Obituary: Mr Fred Robertson
Tuesday, 08 May 2018
We were saddened to learn recently of the death (aged 90) of Fred Robertson, who joined the Reading Classics Department in 1954-55 and remained one of its most significant staff members until 1985, when he left to take up the post of Grammatikos at Oxford. Robertson (MA, Aberdeen; BA, Cambridge) was a Latinist with a particular expertise in the poetry of the Augustan age. He published a number of authoritative articles on this theme (for example, ‘Allegorical Interpretations of Virgil’, Proceedings of the Virgil Society 1966-67).
However, his influence in this field was arguably enacted most powerfully through other means: first, by his involvement in the Virgil Society, as whose Secretary he served, and second, by his work as translator of Richard Heinze’s important 1903 book Vergils epische Technik.

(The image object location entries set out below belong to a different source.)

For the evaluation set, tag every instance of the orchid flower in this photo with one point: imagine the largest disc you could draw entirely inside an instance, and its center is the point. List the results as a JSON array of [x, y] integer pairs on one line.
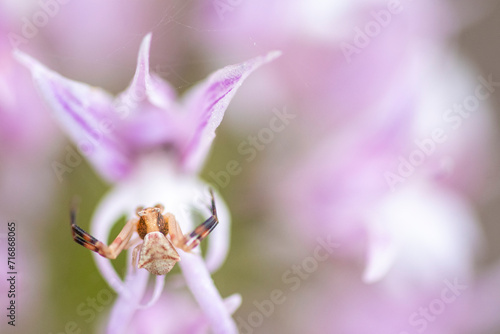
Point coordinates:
[[152, 148]]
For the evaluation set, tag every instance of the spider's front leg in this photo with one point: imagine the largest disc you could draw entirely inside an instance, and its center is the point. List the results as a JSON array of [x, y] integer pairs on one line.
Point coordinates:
[[189, 241], [88, 241]]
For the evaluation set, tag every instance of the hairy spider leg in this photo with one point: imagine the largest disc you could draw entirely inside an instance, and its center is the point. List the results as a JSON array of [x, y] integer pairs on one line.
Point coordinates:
[[193, 239], [88, 241]]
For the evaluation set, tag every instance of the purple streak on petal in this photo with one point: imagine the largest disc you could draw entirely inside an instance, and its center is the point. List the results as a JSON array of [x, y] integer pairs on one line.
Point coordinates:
[[206, 104], [127, 304], [204, 291], [84, 112], [146, 86]]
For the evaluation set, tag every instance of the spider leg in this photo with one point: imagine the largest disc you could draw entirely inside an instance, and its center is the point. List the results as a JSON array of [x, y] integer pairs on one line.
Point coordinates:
[[137, 249], [193, 239], [88, 241]]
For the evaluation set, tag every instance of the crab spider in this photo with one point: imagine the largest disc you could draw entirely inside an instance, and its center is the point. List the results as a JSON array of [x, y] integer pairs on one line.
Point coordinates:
[[157, 252]]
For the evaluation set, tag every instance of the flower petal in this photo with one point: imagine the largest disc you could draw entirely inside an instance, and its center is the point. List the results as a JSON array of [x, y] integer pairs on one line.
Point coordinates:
[[114, 205], [201, 285], [144, 86], [86, 113], [127, 304], [147, 107], [206, 104]]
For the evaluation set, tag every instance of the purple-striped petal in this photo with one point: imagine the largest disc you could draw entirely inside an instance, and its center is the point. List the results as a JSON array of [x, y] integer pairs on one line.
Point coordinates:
[[147, 107], [144, 86], [87, 116], [206, 103], [204, 291]]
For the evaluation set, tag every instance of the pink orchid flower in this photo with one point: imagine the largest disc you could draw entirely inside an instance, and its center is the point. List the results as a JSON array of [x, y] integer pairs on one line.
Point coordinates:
[[152, 148]]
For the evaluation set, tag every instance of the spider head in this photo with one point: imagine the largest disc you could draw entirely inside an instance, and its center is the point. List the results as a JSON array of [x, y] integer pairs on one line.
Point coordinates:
[[151, 220]]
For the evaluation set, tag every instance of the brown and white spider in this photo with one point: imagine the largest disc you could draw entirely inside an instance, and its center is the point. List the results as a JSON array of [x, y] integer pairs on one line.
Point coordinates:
[[157, 253]]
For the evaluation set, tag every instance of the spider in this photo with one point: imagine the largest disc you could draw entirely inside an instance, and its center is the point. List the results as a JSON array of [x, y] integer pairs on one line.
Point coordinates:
[[157, 253]]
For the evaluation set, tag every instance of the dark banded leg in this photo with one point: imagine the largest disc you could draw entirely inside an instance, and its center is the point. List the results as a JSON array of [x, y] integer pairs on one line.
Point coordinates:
[[88, 241], [192, 240]]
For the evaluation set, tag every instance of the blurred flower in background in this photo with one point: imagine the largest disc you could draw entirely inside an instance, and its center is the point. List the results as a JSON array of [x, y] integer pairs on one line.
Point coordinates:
[[357, 167]]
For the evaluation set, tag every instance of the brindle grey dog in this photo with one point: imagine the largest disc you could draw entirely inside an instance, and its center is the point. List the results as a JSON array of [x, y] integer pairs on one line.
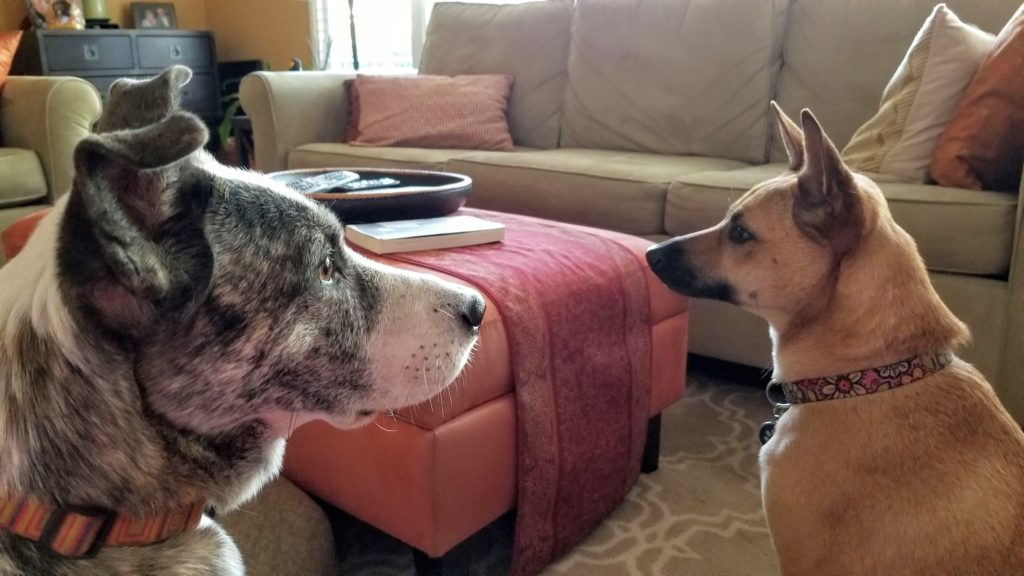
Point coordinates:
[[171, 320]]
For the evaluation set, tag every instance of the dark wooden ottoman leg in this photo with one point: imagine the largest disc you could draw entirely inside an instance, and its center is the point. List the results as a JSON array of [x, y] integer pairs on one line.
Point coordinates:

The appearance in 1993 of the English version, Virgil’s Epic Technique, translated by Robertson and by Hazel and David Harvey, was greeted by a spate of reviews acknowledging the significance not only of Heinze’s original but of the translation, which was hailed for its accuracy, elegance and clarity.
What was the Reading Classics Department like, when Robertson was part of it? Its excellence in Latin literature had already been established in 1945 with the appointment of R. Deryck Williams, author of, among other things, commentaries on the Aeneid. So influential were Williams and Robertson in the activity of the Virgil Society that it was referred to by John Henderson as ‘that (then) Reading mafia’. As the years passed, the Department consolidated its strength in Roman social history with the appointments of K.D. White (Roman agriculture, technology and economy) and Jane Gardner (Roman law). With Robertson, such figures gave Reading Classics one of its core areas of scholarly expertise, which is maintained into the present day.
As for Robertson’s teaching, his contribution is perhaps best evoked by the recollection of former student Jackie Baines, now a Teaching Fellow and Latin specialist in the Department:
‘In my days as a student in the Classics department Fred Robertson was not only an inspirational and engaging lecturer but also very kind, supportive and approachable. He is someone I shall always remember fondly.’